# Will Yang style Tai Chi interfere with my Wing Chun?



## Wingsingh (Jun 29, 2013)

Hi, I just wanted to know if tai chi and Wing Chun are compatible? I haven't started tai chi yet, and I don't know much about it, but I'm willing to give it a go if it doesn't affect my Wing Chun.

The Tai Chi is for 'martial use first' according to the teacher. I was going to ask him if they're compatible but then I thought he's bound to say they are, so I thought I'd research it myself first. Thanks for your comments in advance.


----------



## oaktree (Jun 29, 2013)

I see some similarities with sticky hands and tuishou. 
 Will each creep into the other maybe maybe not.


----------



## yak sao (Jun 29, 2013)

I shared a school with a tai chi teacher for a while several years ago. One night he dropped by our class just to say hi and watch for a while.

We were doing some sort of drill...a jum sau w/ a pivot vs a stepping punch, I think it was, and I was explaining the concept to the class.  Afterwards he came up to me and told me that I just taught a tai chi class.

Plus, my sifu also teaches tai chi (yang style).
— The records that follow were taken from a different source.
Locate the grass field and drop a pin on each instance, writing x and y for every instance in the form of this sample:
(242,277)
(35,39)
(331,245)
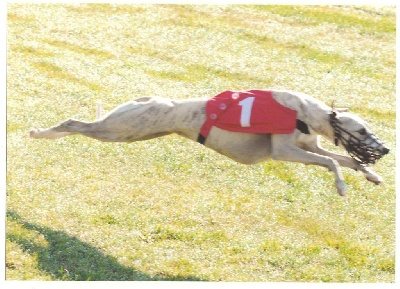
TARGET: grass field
(169,209)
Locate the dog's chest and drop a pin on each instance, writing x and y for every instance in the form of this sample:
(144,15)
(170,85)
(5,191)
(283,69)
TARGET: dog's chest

He has taught us the long form and a bit of push hands. It will definitely enhance your WC.


----------



## arnisador (Jun 29, 2013)

This is a pretty good match--I'd think you'd be OK. Sticky vs. push hands is the only similar area and really they aren't all that similar.


----------



## SuitableScroll (Jun 29, 2013)

I take both and I'd say you won't have a problem with Tai Chi 'affecting' your Wing Chun at all.


----------



## Xue Sheng (Jun 29, 2013)

More likely your Wing Chun will effect your taiji since that is what you did first


----------



## bogdan.sifu (Jul 2, 2013)

There are Sifus who train both Wing Chun and Tai Chi. I know of Wan Kam Leung who trains Tai Chi and Wing Chun and is very effective with both.


----------



## Erick (Jul 3, 2013)

I have been training Wing Chun, Hung Gar, and Taichi together. Wing Chun and Hung Gar are trained in class in the same days and I learn Taichi from a different instructor on a different day. As far as fighting goes, I can't say that any thing that I've learned has effected me in a bad way. I don't think you will have a problem. In Wing Chun you learn to be relaxed right? Well same as in Yang style Tai Chi. But since I started Tai Chi, it reinforced the relaxation and when fighting it translated very well. But this is just from my experience, everyone is different. Hope this helps =).


----------



## StormShadow (Jul 10, 2013)

tai chi, besides many other things strengthen your tendons which should increase your punching power.


----------



## Domino (Jul 22, 2013)

The thing is.... it will become whatever you make it, make it your own.
No good, leave it..... see something good, keep with it.


----------



## wingerjim (Jul 23, 2013)

I am just now learning Tai Chi along with my Wing Chun, which I have studied exclusively for just over two years. My teacher teached those two arts plus Bagua. According to him, they all can enhance each other for a variety of reasons but the best reason is that Tai Chi can take WCs focused energy and increase it when both arts are learned properly. WC is a very compact art form where TC takes internal energy outward, thus not very compact. TC also improved balance and coordination in ways that WC does not address as easily, not that WC is uncoordinated and unbalance, just that TC can improve those attributes. I still plan to focus 90% + of my time to WC and only learn TC 24-form for the next year or longer before adding more TC to my study.


----------



## blindsage (Jul 23, 2013)

I've done some WC and good deal of Yang Taiji and I think there are some important connections between the two that can enhance each one.


----------